Wahananews-Papua Barat | Jaringan Damai Papua (JDP) memberi masukan dan saran kepada Bupati Teluk Bintuni agar mempertimbangkan cara - cara damai dalam menyelesaikan konflik di wilayah Distrik Moskona Barat secara khusus, dan di wilayah Moskona secara umum.
Hal ini disampaikan JDP berkaitan dengan telah dilahirkannya Keputusan Bupati Teluk Bintuni Nomor : 188. 45/C-69/2022 tentang Pembentukan Panitia Deklarasi Damai Konflik Sosial Wilayah Moskona Kabupaten Teluk Bintuni Tahun 2022, tertanggal 01 Desember 2022.
Baca Juga:
Jaringan Damai Papua (JDP) Memandang Penting Adanya Pendekatan Kemanusiaan di Moskona Barat Kabupaten Bintuni
JDP memandang bahwa konflik sosial yang sedang terjadi di wilayah Moskona lebih banyak disebabkan karena ketersediaan sumber daya alam hutan (kayu) yang melimpah.
Sehingga menjadi sumber terjadinya kegiatan eksploitasi yang selama ini terjadi, juga semenjak hadirnya perusahaan-perusahaan pemegang Hak Pengusahaan Hutan (HPH) sejak tahun 1980-an hingga kini.
Akibatnya, masyarakat adat di wilayah Moskona telah terbiasa berinteraksi dengan perusahaan-perusahaan tersebut.
Baca Juga:
JDP Sambut Baik Keinginan Aktivis Resolusi Konflik Internasional asal Negara Finlandia Juha Christensen dalam Penyelesaian Konflik di Papua
Hak Ulayat mereka dikelola dengan sebagian besar berdasarkan perjanjian lisan yang menempatkan posisi masyarakat adat pada posisi yang tidak menguntungkan.

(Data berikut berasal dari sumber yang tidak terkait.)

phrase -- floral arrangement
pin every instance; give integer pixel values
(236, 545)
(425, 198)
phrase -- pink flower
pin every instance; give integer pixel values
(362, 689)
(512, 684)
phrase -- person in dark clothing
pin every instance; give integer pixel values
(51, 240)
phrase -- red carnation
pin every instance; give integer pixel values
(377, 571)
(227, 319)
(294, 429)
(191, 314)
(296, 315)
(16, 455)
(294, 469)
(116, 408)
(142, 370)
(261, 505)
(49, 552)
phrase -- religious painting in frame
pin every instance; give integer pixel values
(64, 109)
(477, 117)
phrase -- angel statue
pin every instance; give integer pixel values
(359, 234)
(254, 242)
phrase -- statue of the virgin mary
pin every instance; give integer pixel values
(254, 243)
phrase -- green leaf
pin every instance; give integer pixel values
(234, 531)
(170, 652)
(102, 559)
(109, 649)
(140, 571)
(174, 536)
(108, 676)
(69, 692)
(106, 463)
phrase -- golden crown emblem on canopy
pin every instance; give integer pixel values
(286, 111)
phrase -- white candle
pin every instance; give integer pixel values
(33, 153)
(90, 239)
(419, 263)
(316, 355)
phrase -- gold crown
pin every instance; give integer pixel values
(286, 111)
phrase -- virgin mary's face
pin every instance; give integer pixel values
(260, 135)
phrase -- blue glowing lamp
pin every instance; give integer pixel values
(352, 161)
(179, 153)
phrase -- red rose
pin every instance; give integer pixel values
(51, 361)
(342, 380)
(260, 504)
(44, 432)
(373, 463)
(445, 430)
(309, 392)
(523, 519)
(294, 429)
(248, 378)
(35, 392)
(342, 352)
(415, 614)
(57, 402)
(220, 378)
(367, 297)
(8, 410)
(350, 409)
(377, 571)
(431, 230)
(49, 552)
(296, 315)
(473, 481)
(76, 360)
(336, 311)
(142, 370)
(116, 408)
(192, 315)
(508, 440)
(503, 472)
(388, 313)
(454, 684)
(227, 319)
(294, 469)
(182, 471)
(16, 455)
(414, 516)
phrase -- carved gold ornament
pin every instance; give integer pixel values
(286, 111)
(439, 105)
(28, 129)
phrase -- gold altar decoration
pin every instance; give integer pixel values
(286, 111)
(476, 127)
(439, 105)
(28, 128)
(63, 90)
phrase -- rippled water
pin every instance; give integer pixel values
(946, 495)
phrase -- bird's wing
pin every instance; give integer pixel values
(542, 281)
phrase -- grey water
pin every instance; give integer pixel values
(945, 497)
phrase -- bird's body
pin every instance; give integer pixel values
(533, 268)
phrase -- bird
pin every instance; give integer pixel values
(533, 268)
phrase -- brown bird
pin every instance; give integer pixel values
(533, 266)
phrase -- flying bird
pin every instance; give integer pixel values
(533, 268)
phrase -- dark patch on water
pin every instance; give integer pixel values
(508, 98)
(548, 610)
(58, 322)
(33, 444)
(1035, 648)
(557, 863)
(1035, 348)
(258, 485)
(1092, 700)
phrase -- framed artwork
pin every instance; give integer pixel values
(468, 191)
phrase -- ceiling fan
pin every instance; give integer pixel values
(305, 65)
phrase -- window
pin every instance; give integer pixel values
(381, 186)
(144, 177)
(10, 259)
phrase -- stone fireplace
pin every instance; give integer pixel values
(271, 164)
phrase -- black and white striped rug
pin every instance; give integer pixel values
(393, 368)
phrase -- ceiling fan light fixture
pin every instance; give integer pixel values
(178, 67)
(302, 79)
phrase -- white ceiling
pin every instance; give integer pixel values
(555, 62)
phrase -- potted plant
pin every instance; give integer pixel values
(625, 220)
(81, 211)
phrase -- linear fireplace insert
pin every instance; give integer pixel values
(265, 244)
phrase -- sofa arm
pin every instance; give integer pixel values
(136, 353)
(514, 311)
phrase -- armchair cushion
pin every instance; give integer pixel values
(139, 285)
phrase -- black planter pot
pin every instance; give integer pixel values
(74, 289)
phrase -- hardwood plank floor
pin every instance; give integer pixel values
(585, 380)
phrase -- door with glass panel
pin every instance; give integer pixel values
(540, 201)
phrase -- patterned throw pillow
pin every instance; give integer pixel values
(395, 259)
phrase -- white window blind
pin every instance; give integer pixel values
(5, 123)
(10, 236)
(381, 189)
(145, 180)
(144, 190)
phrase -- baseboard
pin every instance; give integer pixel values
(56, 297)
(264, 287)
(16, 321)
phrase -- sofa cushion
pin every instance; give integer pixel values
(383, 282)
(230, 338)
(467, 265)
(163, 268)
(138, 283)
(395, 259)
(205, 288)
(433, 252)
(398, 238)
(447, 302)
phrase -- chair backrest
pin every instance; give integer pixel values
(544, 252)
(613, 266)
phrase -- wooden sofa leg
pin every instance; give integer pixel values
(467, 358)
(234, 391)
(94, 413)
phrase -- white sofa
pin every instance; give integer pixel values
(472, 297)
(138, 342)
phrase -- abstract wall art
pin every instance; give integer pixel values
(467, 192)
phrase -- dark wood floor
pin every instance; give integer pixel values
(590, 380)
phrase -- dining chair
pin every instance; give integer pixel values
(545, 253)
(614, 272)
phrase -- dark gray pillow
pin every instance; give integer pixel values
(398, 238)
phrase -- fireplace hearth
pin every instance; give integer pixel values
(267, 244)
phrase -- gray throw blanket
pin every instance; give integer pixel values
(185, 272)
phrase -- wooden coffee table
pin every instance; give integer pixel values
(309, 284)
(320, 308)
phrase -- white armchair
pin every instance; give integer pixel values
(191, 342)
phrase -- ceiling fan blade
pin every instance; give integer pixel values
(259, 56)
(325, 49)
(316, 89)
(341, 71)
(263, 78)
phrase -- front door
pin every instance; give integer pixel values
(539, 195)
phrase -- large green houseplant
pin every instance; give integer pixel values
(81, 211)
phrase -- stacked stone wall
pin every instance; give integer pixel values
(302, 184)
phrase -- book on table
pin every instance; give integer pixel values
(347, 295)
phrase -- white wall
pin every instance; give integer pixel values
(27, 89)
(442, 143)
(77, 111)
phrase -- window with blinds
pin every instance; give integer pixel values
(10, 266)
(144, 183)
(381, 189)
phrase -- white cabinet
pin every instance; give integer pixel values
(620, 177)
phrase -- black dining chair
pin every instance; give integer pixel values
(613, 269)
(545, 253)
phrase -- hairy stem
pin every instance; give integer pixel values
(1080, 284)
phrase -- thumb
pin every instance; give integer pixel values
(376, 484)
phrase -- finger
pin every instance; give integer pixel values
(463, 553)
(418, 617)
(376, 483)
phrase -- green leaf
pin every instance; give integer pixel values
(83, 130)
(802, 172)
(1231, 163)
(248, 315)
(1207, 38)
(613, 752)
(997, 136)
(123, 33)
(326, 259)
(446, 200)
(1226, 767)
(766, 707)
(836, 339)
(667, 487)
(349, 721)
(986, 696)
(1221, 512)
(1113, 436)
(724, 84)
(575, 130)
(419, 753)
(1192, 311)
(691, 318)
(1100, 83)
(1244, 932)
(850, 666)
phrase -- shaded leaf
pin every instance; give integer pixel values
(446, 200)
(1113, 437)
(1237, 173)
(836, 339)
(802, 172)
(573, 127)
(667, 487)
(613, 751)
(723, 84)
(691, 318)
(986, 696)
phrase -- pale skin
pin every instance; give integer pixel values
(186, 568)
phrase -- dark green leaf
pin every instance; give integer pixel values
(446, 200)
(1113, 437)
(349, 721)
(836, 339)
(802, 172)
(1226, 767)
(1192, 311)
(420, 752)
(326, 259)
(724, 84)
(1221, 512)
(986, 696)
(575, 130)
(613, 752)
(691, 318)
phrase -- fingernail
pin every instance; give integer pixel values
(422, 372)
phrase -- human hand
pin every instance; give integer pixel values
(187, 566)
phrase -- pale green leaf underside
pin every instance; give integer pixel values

Bahkan terkadang mereka bisa menjadi korban.
Demikian disampaikan juru bicara Jaringan Damai Papua (JDP) Yan Christian Warinussy, SH menyikapi persoalan konflik sosial di Distrik Moskona Barat, pada Rabu (14/12) di Manokwari.
Menurut catatan JDP, ada seorang warga sipil bernama Frans Aisnak yang dituduh terlibat pembunuhan terhadap seorang anggota Brimob di wilayah Moskon Selatan.
Padahal awal kasus tersebut, justru Frans Aisnak ini sedang menagih pembayaran hak ulayatnya dari perusahaan HPH yang bekerja di wilayah ulayatnya.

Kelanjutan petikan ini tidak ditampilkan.